Er setzte sein Zimmer in einem Neukirchen-Vluyner Asylbewerberheim an der Max-von-Schenkendorf-Straße in Brand und attackierte einen Mitbewohner in einer anderen Unterkunft mit dem Messer. Die große Jugendstrafkammer hat einen 20-Jährigen gestern vom Vorwurf der schweren Brandstiftung und gefährlicher Körperverletzung freigesprochen. Als er die Taten beging, war er nicht schuldfähig. Das Gericht ordnete die Unterbringung in einem psychiatrischen Krankenhaus an. Zuvor muss der Mann allerdings in eine Entziehungsanstalt. Bei dem Feuer im April war das Zimmer völlig ausgebrannt, das Gebäude war zunächst unbewohnbar. 20 Bewohner mussten in andere Unterkünfte gebracht werden.

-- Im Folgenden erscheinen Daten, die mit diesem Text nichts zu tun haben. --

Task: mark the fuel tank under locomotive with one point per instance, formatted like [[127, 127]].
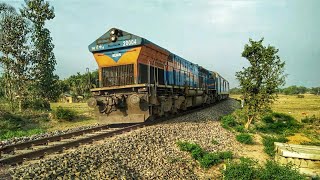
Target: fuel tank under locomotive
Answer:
[[121, 107]]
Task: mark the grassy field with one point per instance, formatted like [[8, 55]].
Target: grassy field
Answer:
[[85, 116], [299, 108]]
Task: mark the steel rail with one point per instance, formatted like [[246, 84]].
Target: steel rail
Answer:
[[38, 153]]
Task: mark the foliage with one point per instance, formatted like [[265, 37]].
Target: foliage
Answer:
[[315, 90], [245, 169], [37, 104], [80, 84], [215, 142], [64, 114], [235, 90], [268, 142], [14, 53], [20, 133], [260, 81], [278, 123], [17, 125], [292, 90], [311, 143], [228, 122], [44, 81], [250, 169], [244, 138], [311, 120], [205, 159], [273, 170]]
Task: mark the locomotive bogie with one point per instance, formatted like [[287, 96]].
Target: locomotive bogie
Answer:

"Ich war krank in meinem Kopf und hatte keine Kontrolle über mich", sagte der dunkel gekleidete junge Mann, der große Teile der Verhandlung mit weit nach vorne gebeugtem Oberkörper verfolgte. Immer wieder schweifte er vom Thema ab, hatte Schwierigkeiten überhaupt Antworten zu finden, die zu den Fragen passten. Seit anderthalb Jahren konsumiere er täglich Amphetamine, Cannabis und Alkohol, gab er an. "Wenn ich Stress habe trinke ich, bis ich umfalle", sagte er.

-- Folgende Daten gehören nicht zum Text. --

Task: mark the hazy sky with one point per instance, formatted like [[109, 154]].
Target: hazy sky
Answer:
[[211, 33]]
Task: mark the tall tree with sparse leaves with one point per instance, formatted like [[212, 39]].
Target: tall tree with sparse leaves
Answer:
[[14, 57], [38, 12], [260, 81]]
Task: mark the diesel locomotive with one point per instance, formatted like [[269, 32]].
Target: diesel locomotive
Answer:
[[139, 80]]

Wie er das ganze denn finanziere, wenn er von Sozialgeld lebe, wollte der Richter wissen. "Durch Schwarzarbeit", räumte der Mann nach Beratung mit seiner Anwältin ein. Er habe als Helfer auf Baustellen Geld verdient. Davon habe er bis zu drei Flaschen Kräuterlikör am Tag und Betäubungsmittel finanzieren können. Die Taten wolle ihr Mandant einräumen, soweit er sich erinnere, sagte die Verteidigerin. Er bedauere die Brandstiftung und die Körperverletzung. Zur Tatzeit litt er unter Verfolgungsangst. Nachvollziehbare Erklärungen und Details gab es nach dem pauschalen Geständnis allerdings nicht. Er wisse nicht einmal, ob er sich nur einbildete, verfolgt zu werden, sagte der Angeklagte. Immer wieder musste er ermahnt werden, nicht vom Thema abzuschweifen und sich zu konzentrieren. Zu der Brandstiftung sagte er: "Da waren Leute, die mich mit dem BMW verfolgt haben." Was das mit der Tat zu tun hatte, wurde nicht klar. Ein ehemaliger Mitbewohner auf der Max-von-Schenkendorf-Straße hatte das Feuer bemerkt: Er sei am Nachmittag vom Fußballspielen zurückgekommen und habe Essen zubereitet. Das auffällige Verhalten des Mitbewohners sei ihm schon aufgefallen. Sein Blick habe ihm Angst gemacht. Er habe gesehen, dass der Mann eine Mülltonne in sein Zimmer schob, und geglaubt, er wolle aufräumen. Kurz darauf sei er gegangen und habe die Tür abgeschlossen. Der Rauchmelder sei dann angesprungen, durch die Türritzen drang Rauch. Mit Hilfe von Nachbarn hatte der Zeuge die Familien, die in den oberen Etagen wohnten, gewarnt. Dann habe man versucht, mit Gewalt die Tür zu öffnen. Der Zeuge hatte sich dabei Verbrennungen an der Hand zugezogen.

Schon im Februar war der Angeklagte mit dem Messer auf einen Bewohner in der Unterkunft am Hugengraben losgegangen. Er sei angegriffen worden, sagte der 20-Jährige zu seiner Verteidigung. Das Opfer hatte Stiche in den Rücken und im Bereich des Schlüsselbeins sowie eine Schnittverletzung am Nacken davongetragen. Ein Gutachter sprach von einer durch Drogen induzierten Psychose. Sein Arzt hatte bestätigt, dass ohne die entsprechenden Medikamente weitere Gewalttaten nicht auszuschließen seien. Der Mann habe sich nicht freiwillig behandeln lassen und Medikamente, die er im Krankenhaus bekam, wieder ausgespuckt.